Welcome to the online version of "Quilts from College Mennonite Church." Here you will see images of full-size quilts, crib quilts and quilted wall-hangings by women and a few men from that congregation. The traditional and creative designs reflect the longstanding quilt culture of the congregation in hits historic and ever-renewed expression. The in-person exhibit has been taken down (it ran from August 23 to November 15, 2020), but the Good Library Gallery hosts other exhibits year-round, including an annual quilt exhibit. You can view summaries of past exhibits here.
This online format was hastily adopted due to the Covid-19 pandemic, so we ask for your understanding and patience in dealing with any quirks you encounter on this site.
Thank you for visiting!
About the Exhibit
These are "not your grandmother’s quilts”—although they belong in the long tradition of quilting culture at College Mennonite Church (CMC), founded in 1903.

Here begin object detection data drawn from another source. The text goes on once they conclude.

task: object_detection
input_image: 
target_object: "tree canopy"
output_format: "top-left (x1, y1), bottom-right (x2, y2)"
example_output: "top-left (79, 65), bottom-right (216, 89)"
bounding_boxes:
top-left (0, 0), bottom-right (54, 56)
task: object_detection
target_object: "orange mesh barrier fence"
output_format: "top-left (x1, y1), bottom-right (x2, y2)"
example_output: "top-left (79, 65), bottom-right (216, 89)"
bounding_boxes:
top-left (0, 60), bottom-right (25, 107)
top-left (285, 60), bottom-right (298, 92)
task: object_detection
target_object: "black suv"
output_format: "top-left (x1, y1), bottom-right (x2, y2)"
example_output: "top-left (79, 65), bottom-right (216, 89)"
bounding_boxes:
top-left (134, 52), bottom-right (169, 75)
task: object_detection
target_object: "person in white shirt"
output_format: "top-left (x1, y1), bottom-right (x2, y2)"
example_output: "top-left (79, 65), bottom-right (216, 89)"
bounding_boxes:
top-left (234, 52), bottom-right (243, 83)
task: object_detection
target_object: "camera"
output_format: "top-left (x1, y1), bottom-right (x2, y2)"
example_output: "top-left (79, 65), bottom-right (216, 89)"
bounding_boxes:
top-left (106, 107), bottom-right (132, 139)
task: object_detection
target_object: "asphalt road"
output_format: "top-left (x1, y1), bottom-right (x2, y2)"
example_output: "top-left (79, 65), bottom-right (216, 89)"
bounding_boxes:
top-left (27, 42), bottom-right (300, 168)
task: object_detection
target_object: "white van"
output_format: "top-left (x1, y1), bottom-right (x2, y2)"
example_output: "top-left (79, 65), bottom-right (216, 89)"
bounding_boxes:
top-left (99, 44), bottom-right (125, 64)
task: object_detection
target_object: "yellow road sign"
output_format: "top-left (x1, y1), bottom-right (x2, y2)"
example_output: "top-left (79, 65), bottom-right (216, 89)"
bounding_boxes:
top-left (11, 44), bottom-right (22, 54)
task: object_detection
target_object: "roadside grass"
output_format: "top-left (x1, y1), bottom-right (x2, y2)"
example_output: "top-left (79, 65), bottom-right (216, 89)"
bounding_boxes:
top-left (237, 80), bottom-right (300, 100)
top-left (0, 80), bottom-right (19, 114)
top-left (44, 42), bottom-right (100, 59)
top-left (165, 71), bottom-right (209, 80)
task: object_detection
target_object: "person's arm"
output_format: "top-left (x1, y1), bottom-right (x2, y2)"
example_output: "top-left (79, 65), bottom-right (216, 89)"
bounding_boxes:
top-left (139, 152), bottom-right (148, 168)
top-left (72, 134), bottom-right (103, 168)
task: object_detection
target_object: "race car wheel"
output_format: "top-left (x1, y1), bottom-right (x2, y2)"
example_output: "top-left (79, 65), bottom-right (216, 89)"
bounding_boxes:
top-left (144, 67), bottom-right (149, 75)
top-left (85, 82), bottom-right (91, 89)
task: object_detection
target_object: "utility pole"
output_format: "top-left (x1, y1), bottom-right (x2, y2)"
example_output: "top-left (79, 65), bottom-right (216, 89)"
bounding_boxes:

The first record of “The Sewing Circle” dates from 1909, although the sisters in the church must have been quilting before then. By 1925 the group had formed committees, one named the “Quilt and Comforter” committee, which made quilts for missionaries and missions, as well as bedding for Goshen College dormitories. During World War 2 quilts went to foreign relief efforts, which continued postwar with the Mennonite Central Committee. Since 1968, CMC’s Mennonite Women group also make quilts that they donate to the Michiana Mennonite Relief Sale.
Some of the quilters in this exhibit also help with the communal quilt-making by Mennonite Women, for charity. However, the quilts shown here (including three by men) reflect more individualistic interests, the effects of marketing quilts to the public, and innovations in quilting made possible by new technologies.
The Mennonite Relief Sale quilt auctions, and others, encourage the making of quilts that “sell” to a public audience.
The recent popularity of quilted “wall hangings” puts quilting on the walls, for adornment, rather than on the beds, for use.
Quilting machines now make possible innovative, perfectly executed designs that save tedious hand labor and also displace the communal aspect of “quilting parties.”
The development of a commercial quilt industry provides ever-more new, creative quilting designs (replacing traditional ones) and unusual fabric designs.
Formal classroom instruction, by expert quilt-makers, replaces informal tutoring by friends and relatives.
The resulting quilts approximate the characteristics of “art,” more so than of the “folk art” that we find—in materials, designs and communal experience—in most quilt-making in 1909 or 1925.
We thank the quilters represented here for loaning their quilts and cooperating with this project.